The UK government has released a National Cybersecurity Strategy for the next five years. It will always be a difficult enterprise to try to predict changes to the threat landscape for the digital economy, even over as short a time span as five years. But there is clearly a pressing need here with cyberattacks regularly in the news. A recent example was an attack on a group of hospitals that put patients at risk for several days.
A great illustration of the rapid changes in technology came earlier this year: on the atomic scale, 5 is an impossibly small number – but the first "5-atom quantum computer" developed out of MIT has the potential to break most traditional encryption systems. Such developments will revise how we look at cybersecurity in the future, and being adaptive to changes will be extremely important.
Whilst quantum computing doesn’t get an explicit mention in the UK cybersecurity strategy, the strategy covers a great deal of emerging threats as well as more traditional security issues.
So what’s the basis of the UK’s strategy?

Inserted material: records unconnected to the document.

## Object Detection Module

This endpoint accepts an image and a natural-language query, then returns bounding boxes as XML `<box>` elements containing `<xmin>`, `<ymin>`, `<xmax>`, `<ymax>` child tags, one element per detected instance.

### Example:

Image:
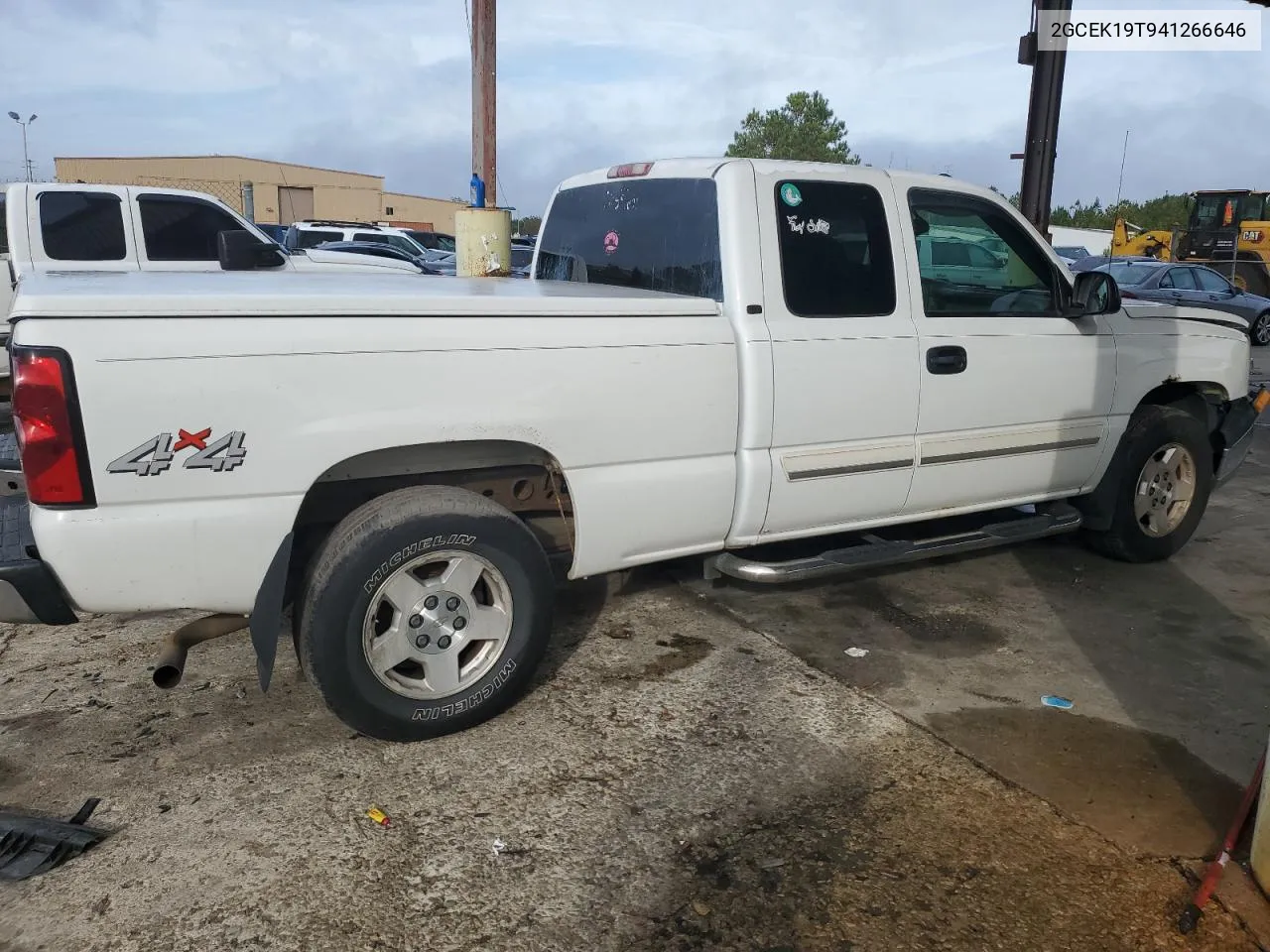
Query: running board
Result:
<box><xmin>704</xmin><ymin>505</ymin><xmax>1080</xmax><ymax>585</ymax></box>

The report opens with a frank statement that “we are critically dependent on the Internet” and recognises that in general such a system is “inherently insecure”. The resulting strategy is principally about reducing security risks whilst highlighting the benefits of digital technologies. The tagline is laudable: to make the UK “secure and resilient to cyber threats, prosperous and confident in the digital world”.
What role are businesses to play in this strategy?
Some key points:
- The report places businesses at the forefront of the UK’s national response for the protection of personal data of individuals, and organisations’ general responsibility to “the citizen and consumer, and society at large”.
- The link between cybersecurity and privacy concerns is enhanced by the government’s proposal to “make use of all available levers, including the forthcoming General Data Protection Regulation, to drive up standards of cybersecurity across the economy.”
- "Security by default" is emphasised, going hand-in-hand with the GDPR’s focus on "privacy by design".
- It is clear that the UK government expects big improvements in the resilience of organisations’ systems and is prepared to hold to account those who do not comply. The message is explicit: “Businesses and organisations must understand that, if they are the victim of a cyber-attack, they are liable for the consequences”.
- The government also plans to support the creation of a UK cybersecurity sector through addressing funding gaps for SMEs to grow and expand, collaborating with the private sector to drive innovation, and working alongside academia to commercialise its science and technology innovations.
This is going to be an area of large-scale development, investment and opportunity. The UK government is taking an active approach to cybersecurity with the potential for new regulation and a commitment of £1.9bn to deliver on this strategy. The establishment of a new National Cyber Security Centre in October this year underscores the importance of this area.
Organisations wisely looking to enhance their cybersecurity measures will find the report a useful document to outline the UK’s cybersecurity "playbook".